Melvenia cümlesini bitirdiği zaman ekranın üstünde yerde cansız yatan Lucian belirdi ve daha sonra Lucian sayıyısı ikiye katlandı. Sonra dört tane oldu sonra tekrar ikiye katlandı ve tekrar. Kısa bir an sonra karşılarındaki duvar yerde cansız bir şekilde yatan Lucian görüntüleriyle doldu. Aralarında ufak tefek farklar vardı. Aldıkları yaralar farklıydı, giydikleri elbiseler, yattığı yerler farklıydı ama öyle bir ortak nokta vardı ki tüm görüntülerde Lucian yerde cansız bir şekilde yatıyordu."

"Ah be Luci, demek ki olmuyormus, yapamıyormuşuz biz. Büyük ihtimalle bende ölmüşümdür bir yerlerde önemi yok ki. Tüm gerçeklerden daha büyük bir yalanı yaşamışız biz ve öyle bir yalanmış ki hepsinin sonu aynı. Gitmek lazım artık, burada daha fazla kalmanın anlamı yok. Gitmek de zor be ama işte elden ne gelir."

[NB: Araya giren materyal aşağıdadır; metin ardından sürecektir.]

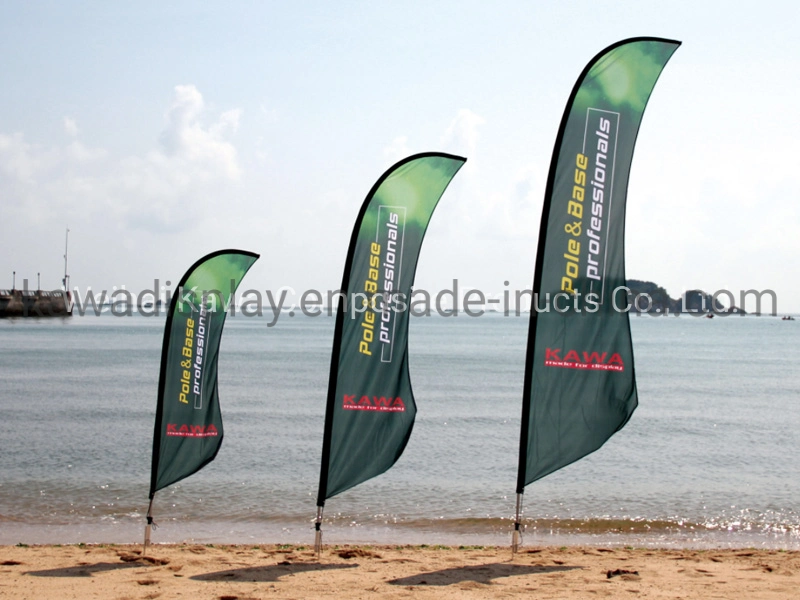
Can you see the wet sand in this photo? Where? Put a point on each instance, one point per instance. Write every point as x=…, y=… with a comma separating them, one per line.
x=268, y=571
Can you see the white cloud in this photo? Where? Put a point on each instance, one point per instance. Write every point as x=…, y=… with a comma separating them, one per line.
x=188, y=142
x=169, y=187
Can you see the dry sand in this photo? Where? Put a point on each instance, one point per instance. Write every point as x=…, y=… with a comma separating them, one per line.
x=246, y=572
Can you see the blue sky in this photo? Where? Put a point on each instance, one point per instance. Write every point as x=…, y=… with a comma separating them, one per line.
x=159, y=132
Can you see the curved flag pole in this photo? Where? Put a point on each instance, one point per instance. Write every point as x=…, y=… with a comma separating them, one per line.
x=188, y=426
x=370, y=406
x=581, y=255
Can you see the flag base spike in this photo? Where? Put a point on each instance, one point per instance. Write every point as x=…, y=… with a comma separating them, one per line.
x=516, y=537
x=147, y=529
x=318, y=533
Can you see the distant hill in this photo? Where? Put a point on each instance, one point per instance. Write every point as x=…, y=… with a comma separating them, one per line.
x=695, y=301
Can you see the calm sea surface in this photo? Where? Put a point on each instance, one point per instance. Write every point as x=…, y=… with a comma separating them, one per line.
x=710, y=457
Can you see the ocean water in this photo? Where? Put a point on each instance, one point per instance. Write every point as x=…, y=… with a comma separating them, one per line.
x=710, y=457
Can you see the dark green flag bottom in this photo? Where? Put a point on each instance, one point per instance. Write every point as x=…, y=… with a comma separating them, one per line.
x=188, y=426
x=579, y=386
x=370, y=408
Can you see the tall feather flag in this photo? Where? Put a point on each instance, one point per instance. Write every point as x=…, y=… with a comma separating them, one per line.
x=579, y=386
x=188, y=427
x=370, y=408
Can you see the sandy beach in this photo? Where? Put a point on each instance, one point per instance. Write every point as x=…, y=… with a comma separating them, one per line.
x=267, y=571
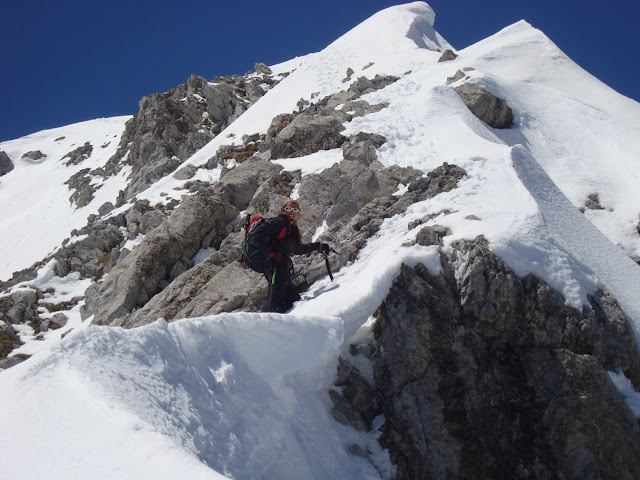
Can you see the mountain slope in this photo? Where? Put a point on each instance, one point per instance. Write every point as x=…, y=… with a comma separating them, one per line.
x=517, y=231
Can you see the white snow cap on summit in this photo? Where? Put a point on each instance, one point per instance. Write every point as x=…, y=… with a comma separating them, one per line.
x=395, y=29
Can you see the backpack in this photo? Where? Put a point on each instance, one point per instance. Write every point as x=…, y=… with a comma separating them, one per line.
x=252, y=256
x=255, y=234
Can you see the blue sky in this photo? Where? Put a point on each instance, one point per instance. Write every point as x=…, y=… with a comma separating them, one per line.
x=65, y=62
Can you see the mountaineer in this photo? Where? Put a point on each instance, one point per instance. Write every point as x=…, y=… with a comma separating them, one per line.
x=268, y=244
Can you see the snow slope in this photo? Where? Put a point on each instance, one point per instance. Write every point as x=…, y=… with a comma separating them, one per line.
x=245, y=394
x=34, y=201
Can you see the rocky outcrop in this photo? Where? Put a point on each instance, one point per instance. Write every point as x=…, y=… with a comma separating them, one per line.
x=34, y=156
x=78, y=155
x=482, y=374
x=487, y=107
x=171, y=126
x=6, y=165
x=15, y=309
x=318, y=127
x=593, y=202
x=447, y=56
x=201, y=221
x=354, y=187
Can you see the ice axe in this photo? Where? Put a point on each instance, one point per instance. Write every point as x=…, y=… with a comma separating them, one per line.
x=326, y=262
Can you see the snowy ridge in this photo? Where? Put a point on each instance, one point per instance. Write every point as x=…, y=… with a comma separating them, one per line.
x=229, y=391
x=244, y=395
x=34, y=201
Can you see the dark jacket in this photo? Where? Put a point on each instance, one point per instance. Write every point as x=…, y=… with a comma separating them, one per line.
x=283, y=239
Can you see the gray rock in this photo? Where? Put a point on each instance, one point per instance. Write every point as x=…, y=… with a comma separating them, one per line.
x=432, y=235
x=78, y=155
x=457, y=76
x=262, y=68
x=34, y=156
x=350, y=72
x=20, y=307
x=308, y=133
x=171, y=126
x=164, y=255
x=105, y=208
x=361, y=85
x=91, y=255
x=593, y=202
x=6, y=165
x=82, y=187
x=151, y=220
x=6, y=363
x=487, y=375
x=447, y=56
x=487, y=107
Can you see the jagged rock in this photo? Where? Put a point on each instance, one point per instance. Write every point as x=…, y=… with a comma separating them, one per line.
x=151, y=220
x=487, y=107
x=221, y=284
x=165, y=254
x=78, y=155
x=262, y=68
x=19, y=277
x=105, y=208
x=6, y=363
x=482, y=374
x=354, y=201
x=171, y=126
x=82, y=187
x=361, y=85
x=432, y=235
x=35, y=156
x=457, y=76
x=447, y=56
x=20, y=307
x=593, y=202
x=308, y=133
x=91, y=255
x=361, y=150
x=6, y=165
x=360, y=108
x=239, y=153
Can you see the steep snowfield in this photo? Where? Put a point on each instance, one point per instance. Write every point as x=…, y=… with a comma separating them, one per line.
x=246, y=394
x=35, y=212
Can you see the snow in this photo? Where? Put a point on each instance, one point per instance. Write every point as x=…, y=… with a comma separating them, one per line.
x=33, y=198
x=245, y=395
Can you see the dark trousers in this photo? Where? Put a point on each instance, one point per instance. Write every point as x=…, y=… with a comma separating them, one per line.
x=284, y=291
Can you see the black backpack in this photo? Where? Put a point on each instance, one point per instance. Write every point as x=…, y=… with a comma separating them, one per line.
x=252, y=256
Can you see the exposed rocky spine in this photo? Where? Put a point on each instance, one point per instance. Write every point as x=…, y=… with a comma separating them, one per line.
x=482, y=374
x=492, y=110
x=6, y=165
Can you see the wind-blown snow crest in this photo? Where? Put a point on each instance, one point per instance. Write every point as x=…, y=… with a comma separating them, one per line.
x=246, y=394
x=237, y=392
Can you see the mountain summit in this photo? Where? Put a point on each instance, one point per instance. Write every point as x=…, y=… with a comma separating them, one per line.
x=483, y=320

"Evet gitmelisin, bende gitmeliyim. Ne hissediyorum bilmiyorum şu an, parçalanmadım, bölünmedim de ama sadece bilmiyorum. Bilmek zaten saçma, çok saçma hatta. Hiçbir şey için söz veremem ben. Sadece içimde bir süredir hissetmediğim bir duygu var onunda ne olduğunu bilmiyorum. Gidelim artık, hayallerimiz bizi bekliyor."

"Yanılıyorsun Luci, benim hayallerim sendin ve sen beni beklemiyorsun artık. Umarım mutlu olursun."

Melvenia cümlesini bitirdiği zaman masanın üzerinde üzerinde "Melvenia" yazan bir kitap belirdi. Kitabı gören Melvenia hafifçe gülümsedi ve elini masaya doğru uzatıı. Kitaba dokunmadan önce Lucian'a son bir kez baktı ve "Hoşçakal Luci, hoşçakal.." dedi ve kitabı aldı.

Bir an kadar sonra Lucian karavanda buldu kendini.